Categories
Positive Outliers

Backwards Thinking

I like history… because it’s happened.

Clarissa Dickson Wright

Plans look forward.

Reviews look backward.

What’s happened has happened. In our culture of the urgent, we are apt to say, Forget it. Let’s move on. Today and tomorrow are more important.

However, is that really true? Is it even wise?

Those who cannot remember the past are condemned to repeat it.

George Santayana

Of course, there are all kinds of things that will stop our deliberate, objective and critical reflection on what we have been doing. The culture of hustle and the tyranny of the urgent has no time for review.

When I worked as a project management consultant, I would find clients were intrigued to learn how organisations and their projects could significantly improve their performance over time by stewarding their lessons learned. Methods I taught began to emphasise the importance of documents such as the Lessons Learned Log.

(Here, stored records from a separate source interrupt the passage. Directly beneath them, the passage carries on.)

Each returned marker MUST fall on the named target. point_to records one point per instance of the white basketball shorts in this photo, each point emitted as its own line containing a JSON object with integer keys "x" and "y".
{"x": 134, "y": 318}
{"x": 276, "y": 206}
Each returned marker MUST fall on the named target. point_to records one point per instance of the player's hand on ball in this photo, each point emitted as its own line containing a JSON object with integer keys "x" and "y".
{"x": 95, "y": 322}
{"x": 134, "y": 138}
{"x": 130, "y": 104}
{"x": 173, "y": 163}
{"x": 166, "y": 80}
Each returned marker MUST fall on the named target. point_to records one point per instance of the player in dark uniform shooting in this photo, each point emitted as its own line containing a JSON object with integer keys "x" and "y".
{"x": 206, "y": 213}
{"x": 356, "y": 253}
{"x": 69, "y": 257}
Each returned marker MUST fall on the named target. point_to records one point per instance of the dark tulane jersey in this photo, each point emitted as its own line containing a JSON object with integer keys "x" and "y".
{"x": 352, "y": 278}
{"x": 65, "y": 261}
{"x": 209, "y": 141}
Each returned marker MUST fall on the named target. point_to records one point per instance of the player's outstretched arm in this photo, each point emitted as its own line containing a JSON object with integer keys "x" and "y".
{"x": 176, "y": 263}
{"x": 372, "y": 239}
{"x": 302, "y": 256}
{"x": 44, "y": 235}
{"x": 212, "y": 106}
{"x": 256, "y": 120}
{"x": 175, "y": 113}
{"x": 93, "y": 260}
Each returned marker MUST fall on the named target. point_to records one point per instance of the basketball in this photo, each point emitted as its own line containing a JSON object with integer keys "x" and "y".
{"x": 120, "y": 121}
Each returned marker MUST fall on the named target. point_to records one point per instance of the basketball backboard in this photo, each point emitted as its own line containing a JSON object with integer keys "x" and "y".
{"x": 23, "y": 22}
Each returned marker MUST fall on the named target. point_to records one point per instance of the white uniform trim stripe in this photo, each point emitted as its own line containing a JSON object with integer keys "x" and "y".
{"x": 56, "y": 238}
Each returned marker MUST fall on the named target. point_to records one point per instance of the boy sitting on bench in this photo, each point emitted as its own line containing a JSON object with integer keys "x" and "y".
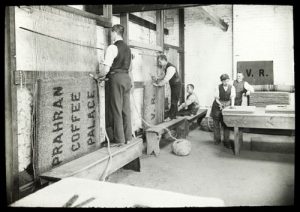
{"x": 191, "y": 104}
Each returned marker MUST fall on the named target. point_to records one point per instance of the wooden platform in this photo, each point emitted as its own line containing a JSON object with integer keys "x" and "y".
{"x": 288, "y": 109}
{"x": 110, "y": 195}
{"x": 153, "y": 134}
{"x": 92, "y": 165}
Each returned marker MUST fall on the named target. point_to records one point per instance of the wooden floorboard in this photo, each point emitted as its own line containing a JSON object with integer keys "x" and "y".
{"x": 94, "y": 159}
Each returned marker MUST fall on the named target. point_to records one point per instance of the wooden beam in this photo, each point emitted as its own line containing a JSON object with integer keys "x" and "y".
{"x": 160, "y": 28}
{"x": 144, "y": 23}
{"x": 139, "y": 84}
{"x": 129, "y": 8}
{"x": 135, "y": 44}
{"x": 169, "y": 46}
{"x": 101, "y": 21}
{"x": 124, "y": 22}
{"x": 11, "y": 124}
{"x": 107, "y": 11}
{"x": 181, "y": 54}
{"x": 220, "y": 22}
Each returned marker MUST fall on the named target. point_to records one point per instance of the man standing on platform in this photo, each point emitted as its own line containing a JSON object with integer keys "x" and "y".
{"x": 117, "y": 68}
{"x": 242, "y": 88}
{"x": 171, "y": 76}
{"x": 224, "y": 96}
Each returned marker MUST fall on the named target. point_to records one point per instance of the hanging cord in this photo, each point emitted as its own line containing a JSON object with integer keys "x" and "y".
{"x": 100, "y": 82}
{"x": 33, "y": 129}
{"x": 149, "y": 125}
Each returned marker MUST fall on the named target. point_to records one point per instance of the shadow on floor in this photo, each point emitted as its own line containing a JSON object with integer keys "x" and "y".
{"x": 246, "y": 154}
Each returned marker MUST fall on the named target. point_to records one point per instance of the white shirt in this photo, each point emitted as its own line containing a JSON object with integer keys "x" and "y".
{"x": 191, "y": 99}
{"x": 169, "y": 74}
{"x": 248, "y": 87}
{"x": 110, "y": 54}
{"x": 232, "y": 95}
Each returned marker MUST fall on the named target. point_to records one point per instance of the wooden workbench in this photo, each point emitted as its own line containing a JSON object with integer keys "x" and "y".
{"x": 257, "y": 119}
{"x": 110, "y": 195}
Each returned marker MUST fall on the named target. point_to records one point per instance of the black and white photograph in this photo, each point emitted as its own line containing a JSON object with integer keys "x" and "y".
{"x": 149, "y": 105}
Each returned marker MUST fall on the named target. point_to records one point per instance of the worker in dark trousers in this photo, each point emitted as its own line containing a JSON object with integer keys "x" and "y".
{"x": 171, "y": 76}
{"x": 224, "y": 96}
{"x": 117, "y": 68}
{"x": 242, "y": 88}
{"x": 191, "y": 104}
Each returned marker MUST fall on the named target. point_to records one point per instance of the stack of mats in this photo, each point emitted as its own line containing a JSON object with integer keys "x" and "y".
{"x": 262, "y": 99}
{"x": 281, "y": 88}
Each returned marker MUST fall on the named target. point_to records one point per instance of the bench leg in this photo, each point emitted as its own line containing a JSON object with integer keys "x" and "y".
{"x": 134, "y": 165}
{"x": 236, "y": 141}
{"x": 153, "y": 143}
{"x": 241, "y": 137}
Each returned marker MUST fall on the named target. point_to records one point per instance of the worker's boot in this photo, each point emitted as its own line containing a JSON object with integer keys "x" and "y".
{"x": 227, "y": 144}
{"x": 217, "y": 142}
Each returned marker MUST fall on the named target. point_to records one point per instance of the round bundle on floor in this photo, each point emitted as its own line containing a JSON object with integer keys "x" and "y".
{"x": 207, "y": 124}
{"x": 181, "y": 147}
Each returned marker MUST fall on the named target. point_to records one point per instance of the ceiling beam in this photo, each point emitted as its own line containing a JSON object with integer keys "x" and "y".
{"x": 130, "y": 8}
{"x": 217, "y": 20}
{"x": 144, "y": 23}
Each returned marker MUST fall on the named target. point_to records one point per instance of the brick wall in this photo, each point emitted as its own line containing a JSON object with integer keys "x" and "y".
{"x": 208, "y": 50}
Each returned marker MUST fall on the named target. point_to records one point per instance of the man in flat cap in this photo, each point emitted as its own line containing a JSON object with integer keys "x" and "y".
{"x": 224, "y": 96}
{"x": 117, "y": 68}
{"x": 242, "y": 88}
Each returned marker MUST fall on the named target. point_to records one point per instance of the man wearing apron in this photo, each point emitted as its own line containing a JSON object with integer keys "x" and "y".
{"x": 171, "y": 76}
{"x": 241, "y": 87}
{"x": 224, "y": 96}
{"x": 117, "y": 68}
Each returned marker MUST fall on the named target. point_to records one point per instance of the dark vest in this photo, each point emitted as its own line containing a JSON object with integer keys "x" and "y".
{"x": 193, "y": 106}
{"x": 239, "y": 89}
{"x": 224, "y": 95}
{"x": 224, "y": 98}
{"x": 175, "y": 78}
{"x": 123, "y": 59}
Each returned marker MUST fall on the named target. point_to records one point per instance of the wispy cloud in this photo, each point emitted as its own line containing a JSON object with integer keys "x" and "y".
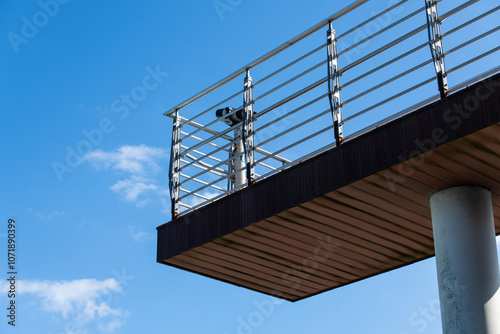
{"x": 140, "y": 162}
{"x": 83, "y": 301}
{"x": 47, "y": 217}
{"x": 132, "y": 159}
{"x": 140, "y": 236}
{"x": 132, "y": 188}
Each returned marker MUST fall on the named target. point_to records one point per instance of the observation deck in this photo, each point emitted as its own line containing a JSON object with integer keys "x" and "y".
{"x": 315, "y": 181}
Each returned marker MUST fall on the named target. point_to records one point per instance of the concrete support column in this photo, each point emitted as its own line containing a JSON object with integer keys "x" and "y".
{"x": 466, "y": 260}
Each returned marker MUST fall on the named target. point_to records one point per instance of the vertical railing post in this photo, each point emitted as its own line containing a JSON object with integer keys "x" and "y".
{"x": 334, "y": 84}
{"x": 436, "y": 45}
{"x": 175, "y": 166}
{"x": 248, "y": 130}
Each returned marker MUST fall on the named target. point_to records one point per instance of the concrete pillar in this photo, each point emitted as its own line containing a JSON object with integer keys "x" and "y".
{"x": 466, "y": 260}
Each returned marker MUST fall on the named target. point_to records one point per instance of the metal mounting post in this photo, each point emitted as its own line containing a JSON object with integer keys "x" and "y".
{"x": 436, "y": 45}
{"x": 247, "y": 124}
{"x": 334, "y": 84}
{"x": 175, "y": 166}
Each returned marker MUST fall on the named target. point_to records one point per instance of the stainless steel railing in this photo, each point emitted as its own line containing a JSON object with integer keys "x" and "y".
{"x": 313, "y": 93}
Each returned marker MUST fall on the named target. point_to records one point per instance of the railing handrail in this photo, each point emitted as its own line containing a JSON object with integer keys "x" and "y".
{"x": 268, "y": 55}
{"x": 206, "y": 157}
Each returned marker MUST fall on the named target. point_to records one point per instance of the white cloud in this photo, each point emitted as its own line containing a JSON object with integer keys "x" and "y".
{"x": 130, "y": 189}
{"x": 133, "y": 159}
{"x": 48, "y": 217}
{"x": 140, "y": 236}
{"x": 140, "y": 162}
{"x": 83, "y": 301}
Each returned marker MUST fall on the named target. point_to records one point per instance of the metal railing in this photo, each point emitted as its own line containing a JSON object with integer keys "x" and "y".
{"x": 313, "y": 93}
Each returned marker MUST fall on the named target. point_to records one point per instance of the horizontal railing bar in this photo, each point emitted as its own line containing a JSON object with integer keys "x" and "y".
{"x": 214, "y": 122}
{"x": 477, "y": 18}
{"x": 475, "y": 79}
{"x": 226, "y": 162}
{"x": 206, "y": 166}
{"x": 203, "y": 154}
{"x": 387, "y": 63}
{"x": 455, "y": 10}
{"x": 389, "y": 99}
{"x": 220, "y": 134}
{"x": 205, "y": 170}
{"x": 185, "y": 205}
{"x": 212, "y": 152}
{"x": 322, "y": 96}
{"x": 382, "y": 30}
{"x": 194, "y": 194}
{"x": 372, "y": 18}
{"x": 214, "y": 132}
{"x": 402, "y": 74}
{"x": 296, "y": 127}
{"x": 209, "y": 130}
{"x": 472, "y": 40}
{"x": 201, "y": 140}
{"x": 293, "y": 96}
{"x": 267, "y": 166}
{"x": 356, "y": 134}
{"x": 470, "y": 61}
{"x": 216, "y": 181}
{"x": 217, "y": 105}
{"x": 301, "y": 141}
{"x": 231, "y": 139}
{"x": 205, "y": 185}
{"x": 290, "y": 80}
{"x": 386, "y": 47}
{"x": 269, "y": 55}
{"x": 322, "y": 46}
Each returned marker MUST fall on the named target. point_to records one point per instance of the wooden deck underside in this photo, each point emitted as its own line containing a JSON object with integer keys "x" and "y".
{"x": 356, "y": 211}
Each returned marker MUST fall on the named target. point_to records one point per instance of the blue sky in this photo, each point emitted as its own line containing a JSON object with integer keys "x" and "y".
{"x": 85, "y": 167}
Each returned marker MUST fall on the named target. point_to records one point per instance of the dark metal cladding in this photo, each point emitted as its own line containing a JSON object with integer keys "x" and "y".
{"x": 256, "y": 236}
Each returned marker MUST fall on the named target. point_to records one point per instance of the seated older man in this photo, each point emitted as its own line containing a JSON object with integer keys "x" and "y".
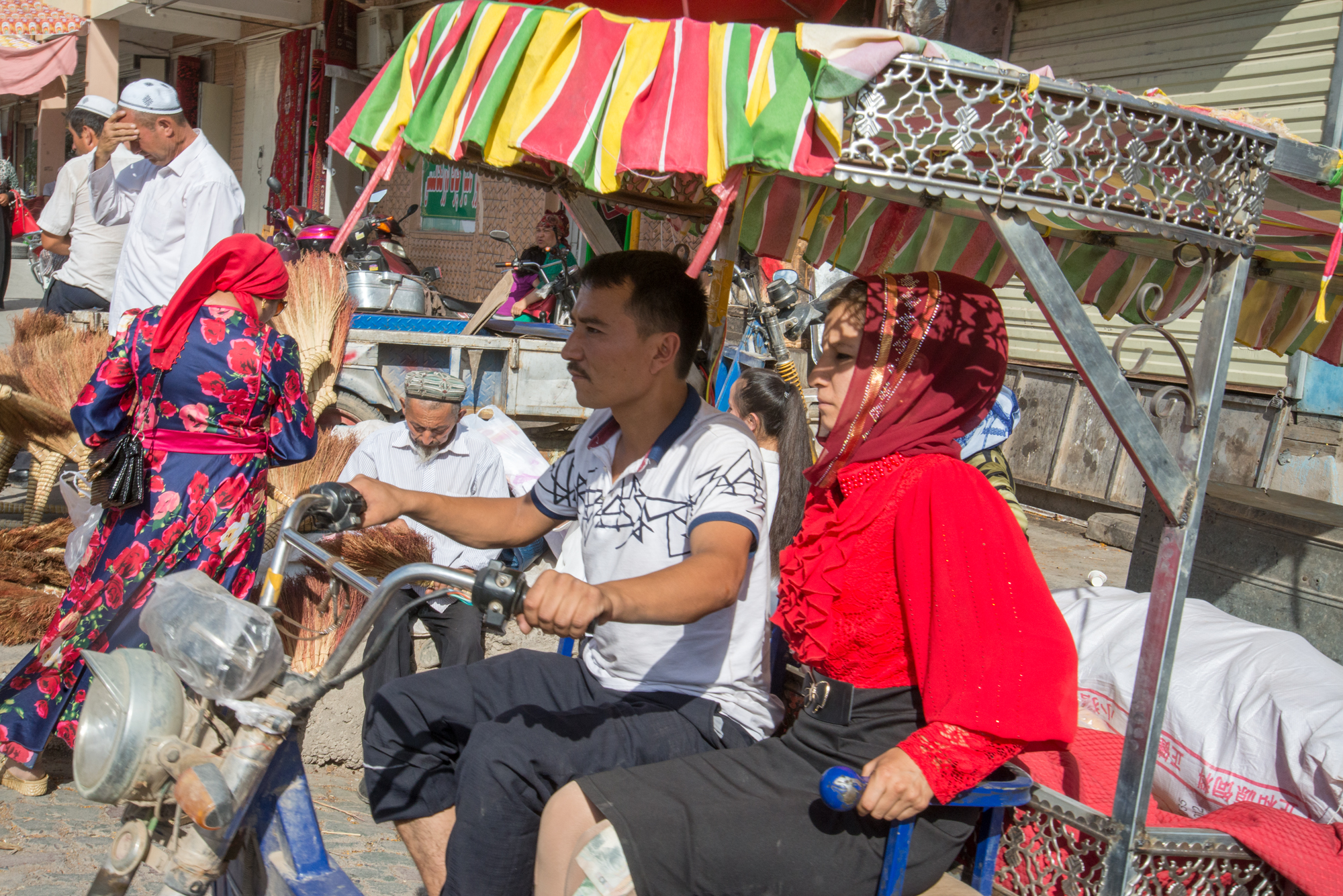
{"x": 430, "y": 452}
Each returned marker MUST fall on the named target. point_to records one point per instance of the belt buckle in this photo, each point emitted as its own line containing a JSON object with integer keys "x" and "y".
{"x": 817, "y": 693}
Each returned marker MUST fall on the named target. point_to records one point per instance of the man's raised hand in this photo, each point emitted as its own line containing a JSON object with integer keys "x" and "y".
{"x": 563, "y": 605}
{"x": 118, "y": 129}
{"x": 385, "y": 502}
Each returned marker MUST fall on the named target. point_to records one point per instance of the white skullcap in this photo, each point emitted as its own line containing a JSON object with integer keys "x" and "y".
{"x": 434, "y": 385}
{"x": 150, "y": 95}
{"x": 97, "y": 105}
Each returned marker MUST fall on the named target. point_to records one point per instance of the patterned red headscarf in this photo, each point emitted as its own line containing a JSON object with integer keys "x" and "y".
{"x": 558, "y": 221}
{"x": 933, "y": 360}
{"x": 242, "y": 264}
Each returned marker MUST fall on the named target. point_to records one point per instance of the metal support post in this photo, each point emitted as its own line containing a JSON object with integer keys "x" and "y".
{"x": 585, "y": 213}
{"x": 1170, "y": 580}
{"x": 1089, "y": 353}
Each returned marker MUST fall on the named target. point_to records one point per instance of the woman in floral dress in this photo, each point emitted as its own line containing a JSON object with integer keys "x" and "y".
{"x": 218, "y": 397}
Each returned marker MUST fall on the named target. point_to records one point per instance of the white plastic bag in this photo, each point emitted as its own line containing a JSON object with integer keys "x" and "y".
{"x": 523, "y": 463}
{"x": 84, "y": 514}
{"x": 222, "y": 647}
{"x": 1254, "y": 714}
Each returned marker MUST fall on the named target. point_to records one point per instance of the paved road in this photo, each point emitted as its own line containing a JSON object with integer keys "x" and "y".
{"x": 24, "y": 293}
{"x": 64, "y": 839}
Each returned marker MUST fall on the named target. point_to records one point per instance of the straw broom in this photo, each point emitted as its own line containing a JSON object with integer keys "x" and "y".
{"x": 318, "y": 317}
{"x": 287, "y": 483}
{"x": 54, "y": 366}
{"x": 28, "y": 326}
{"x": 26, "y": 613}
{"x": 322, "y": 621}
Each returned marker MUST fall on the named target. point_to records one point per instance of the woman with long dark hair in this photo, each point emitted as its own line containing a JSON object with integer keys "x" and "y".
{"x": 925, "y": 627}
{"x": 778, "y": 419}
{"x": 551, "y": 252}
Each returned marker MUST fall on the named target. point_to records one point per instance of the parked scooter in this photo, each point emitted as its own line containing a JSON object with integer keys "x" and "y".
{"x": 225, "y": 800}
{"x": 293, "y": 226}
{"x": 563, "y": 287}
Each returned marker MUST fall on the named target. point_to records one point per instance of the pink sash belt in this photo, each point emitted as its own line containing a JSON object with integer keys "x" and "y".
{"x": 205, "y": 443}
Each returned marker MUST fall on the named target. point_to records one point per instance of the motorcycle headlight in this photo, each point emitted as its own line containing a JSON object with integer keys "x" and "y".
{"x": 135, "y": 701}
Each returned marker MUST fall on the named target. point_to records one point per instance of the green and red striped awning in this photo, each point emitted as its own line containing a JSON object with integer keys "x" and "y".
{"x": 640, "y": 110}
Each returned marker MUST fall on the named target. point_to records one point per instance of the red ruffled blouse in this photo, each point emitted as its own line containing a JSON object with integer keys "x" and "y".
{"x": 913, "y": 572}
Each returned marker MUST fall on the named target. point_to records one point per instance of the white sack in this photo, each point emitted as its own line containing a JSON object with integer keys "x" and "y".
{"x": 1255, "y": 714}
{"x": 523, "y": 463}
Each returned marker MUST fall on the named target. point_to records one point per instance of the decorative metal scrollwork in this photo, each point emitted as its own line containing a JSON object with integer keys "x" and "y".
{"x": 1153, "y": 295}
{"x": 966, "y": 132}
{"x": 1043, "y": 855}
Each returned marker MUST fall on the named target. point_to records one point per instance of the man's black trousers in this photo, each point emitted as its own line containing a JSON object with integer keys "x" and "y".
{"x": 498, "y": 738}
{"x": 456, "y": 632}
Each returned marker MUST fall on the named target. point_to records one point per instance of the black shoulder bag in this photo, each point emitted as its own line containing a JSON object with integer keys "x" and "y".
{"x": 118, "y": 467}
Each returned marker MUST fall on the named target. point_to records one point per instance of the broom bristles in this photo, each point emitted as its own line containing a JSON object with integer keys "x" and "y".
{"x": 37, "y": 538}
{"x": 371, "y": 552}
{"x": 318, "y": 297}
{"x": 25, "y": 613}
{"x": 34, "y": 323}
{"x": 379, "y": 550}
{"x": 24, "y": 416}
{"x": 57, "y": 366}
{"x": 323, "y": 467}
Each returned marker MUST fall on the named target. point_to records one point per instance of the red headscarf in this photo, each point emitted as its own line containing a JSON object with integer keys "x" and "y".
{"x": 242, "y": 264}
{"x": 933, "y": 360}
{"x": 973, "y": 624}
{"x": 558, "y": 221}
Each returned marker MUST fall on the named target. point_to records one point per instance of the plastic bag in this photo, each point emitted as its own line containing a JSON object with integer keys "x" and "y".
{"x": 84, "y": 514}
{"x": 523, "y": 463}
{"x": 222, "y": 647}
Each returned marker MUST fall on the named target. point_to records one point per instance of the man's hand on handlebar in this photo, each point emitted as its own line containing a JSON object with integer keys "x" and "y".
{"x": 563, "y": 605}
{"x": 385, "y": 502}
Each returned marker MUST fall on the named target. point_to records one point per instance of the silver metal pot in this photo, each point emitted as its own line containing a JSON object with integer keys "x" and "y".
{"x": 387, "y": 291}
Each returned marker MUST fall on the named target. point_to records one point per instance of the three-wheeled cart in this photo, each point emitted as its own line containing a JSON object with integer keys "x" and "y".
{"x": 913, "y": 156}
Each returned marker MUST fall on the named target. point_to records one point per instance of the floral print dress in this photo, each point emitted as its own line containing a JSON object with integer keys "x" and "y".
{"x": 203, "y": 511}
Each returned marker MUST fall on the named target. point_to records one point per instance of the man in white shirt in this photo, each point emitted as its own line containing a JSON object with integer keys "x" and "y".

What I saw in practice, however, was that there were few projects disciplined enough to record and review these lessons. Other matters were more urgent. Hurry drove them on. Tomorrow was more important, more malleable, under our control. Lessons were forgotten and lost. Spending time on preserving and reviewing lessons learned can seem like a bureaucratic luxury. “Yeah, yeah. We’ll get to that later when we have time. Right now we need to do this, and this and this!”

What if we were to shift our focus from planning to review?

What if we were to do something deeply counter-cultural? What if we were to shift our focus from planning to review? Most of us have never tried this in the context of chronic stress.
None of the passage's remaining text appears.